Questions fréquentes
1200 kcal, est-ce une bonne idée ? Presque jamais sans suivi par un spécialiste. Pour la plupart des adultes, c'est un déficit nettement plus brutal que 1 % du poids/semaine — avec tout le lot de conséquences décrit au chapitre sur le piège du gros déficit.
Combien vais-je perdre réellement en un mois ? Le premier mois, souvent 2–4 kg (dont 1–2 kg d'eau et de glycogène — d'où le départ « rapide »). Ensuite, le rythme réel est de 1–3 kg par mois, selon le poids de départ et le déficit.
Compter les calories ou les macronutriments ? Les calories décident de la vitesse de la perte de poids ; ce que vous perdez (gras ou muscle) dépend surtout des protéines et de l'entraînement. Minimum pratique : surveillez les calories et les protéines, le reste est du détail.

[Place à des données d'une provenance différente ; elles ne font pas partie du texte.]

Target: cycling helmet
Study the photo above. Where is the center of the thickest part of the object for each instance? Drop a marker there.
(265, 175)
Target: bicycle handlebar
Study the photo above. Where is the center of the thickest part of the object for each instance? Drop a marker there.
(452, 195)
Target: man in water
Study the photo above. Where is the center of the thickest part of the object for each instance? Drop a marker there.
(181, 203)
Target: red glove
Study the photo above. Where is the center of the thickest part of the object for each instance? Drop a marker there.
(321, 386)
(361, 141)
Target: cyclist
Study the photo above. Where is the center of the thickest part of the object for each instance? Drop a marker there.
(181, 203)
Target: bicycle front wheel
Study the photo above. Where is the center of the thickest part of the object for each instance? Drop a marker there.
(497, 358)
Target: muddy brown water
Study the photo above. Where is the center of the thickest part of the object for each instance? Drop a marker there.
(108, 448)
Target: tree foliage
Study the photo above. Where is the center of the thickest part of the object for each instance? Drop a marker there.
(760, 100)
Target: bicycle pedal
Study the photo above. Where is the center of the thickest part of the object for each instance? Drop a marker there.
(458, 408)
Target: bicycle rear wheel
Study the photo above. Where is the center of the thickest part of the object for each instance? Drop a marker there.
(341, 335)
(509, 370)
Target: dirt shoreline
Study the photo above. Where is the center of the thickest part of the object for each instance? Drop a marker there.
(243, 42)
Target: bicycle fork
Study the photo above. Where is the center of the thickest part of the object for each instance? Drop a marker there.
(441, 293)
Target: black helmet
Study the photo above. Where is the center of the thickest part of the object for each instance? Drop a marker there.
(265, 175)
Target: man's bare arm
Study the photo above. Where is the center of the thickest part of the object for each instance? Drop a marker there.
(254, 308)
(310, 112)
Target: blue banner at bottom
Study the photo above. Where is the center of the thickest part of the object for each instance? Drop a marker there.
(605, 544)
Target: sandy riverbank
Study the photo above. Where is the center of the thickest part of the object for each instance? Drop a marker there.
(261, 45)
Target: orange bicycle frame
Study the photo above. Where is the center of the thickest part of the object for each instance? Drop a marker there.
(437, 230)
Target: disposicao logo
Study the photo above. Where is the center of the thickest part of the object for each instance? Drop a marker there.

Le jeûne intermittent (IF) accélère-t-il la perte de poids ? En soi, non — il fonctionne quand il vous aide à manger naturellement moins. Si la fenêtre alimentaire vous facilite le maintien du déficit, profitez-en ; si elle se termine en fringale le soir, ce n'est pas l'outil qu'il vous faut.
Important : cet article a une visée informative et ne remplace pas l'avis d'un médecin ni d'un diététicien. Les objectifs caloriques indiqués sont un point de départ, pas une recommandation médicale — en cas de maladie, de grossesse, d'allaitement ou d'antécédents de troubles alimentaires, validez votre plan avec un professionnel.